Unfortunately, Mr. Dawkins may be right because the legislation doesn’t resolve a fundamental question about how to protect individual investors. For several years, commission brokers and fee advisors have debated alternative standards of client care. Brokerage houses have argued for their continued adherence to the “suitability” standard. Suitability means a product is appropriate for a client’s investment needs and timeline.
Fee advisors have argued the suitability standard is too lax and that all recommendations should meet a “fiduciary” standard. Fiduciary means advisors must always act in the client’s best interest. If this seems a tad confusing, think of it as good and better – just like the popcorn sign at the movies. Suitability is good. However, fiduciary is better because many investment products could be suitable but maybe only one is in your best interest. Phrased differently, the suitability standard allows the broker’s interests to sneak into the equation.

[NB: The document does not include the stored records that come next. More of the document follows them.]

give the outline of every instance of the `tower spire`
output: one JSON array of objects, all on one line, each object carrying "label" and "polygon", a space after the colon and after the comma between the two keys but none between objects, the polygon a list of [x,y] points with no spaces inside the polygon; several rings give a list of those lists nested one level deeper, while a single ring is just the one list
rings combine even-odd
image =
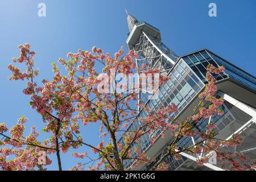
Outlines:
[{"label": "tower spire", "polygon": [[125,9],[125,11],[127,14],[127,22],[128,23],[128,28],[129,28],[129,31],[130,32],[133,30],[133,28],[136,24],[136,23],[139,22],[134,16],[129,14],[126,9]]}]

It seems so basic that a bill to protect investors would require all investment professionals to act in their clients’ best interests – always. However, the pending financial legislation doesn’t. Instead, the bill directs the SEC to do a six-month study of the differences between the suitability and fiduciary standards. Then, the SEC can decide whether brokers have to be fiduciaries.
We can hope that the SEC will select the fiduciary standard for all investors. However, one word should give pause to that hope – politics. For years, Bernie Madoff managed to game regulators to prevent detection. How much more vigorously might brokerage houses besiege the SEC and Congress to prevent the fiduciary standard’s passage when hundreds rather than merely tens of billions of dollars are at stake?
You might wonder how this discussion of fiduciary versus suitability standards found its way onto a blog about paying for college. Are you getting answers about one of life’s biggest purchases, your kid’s college, from someone who provides suitable products or fiduciary advice?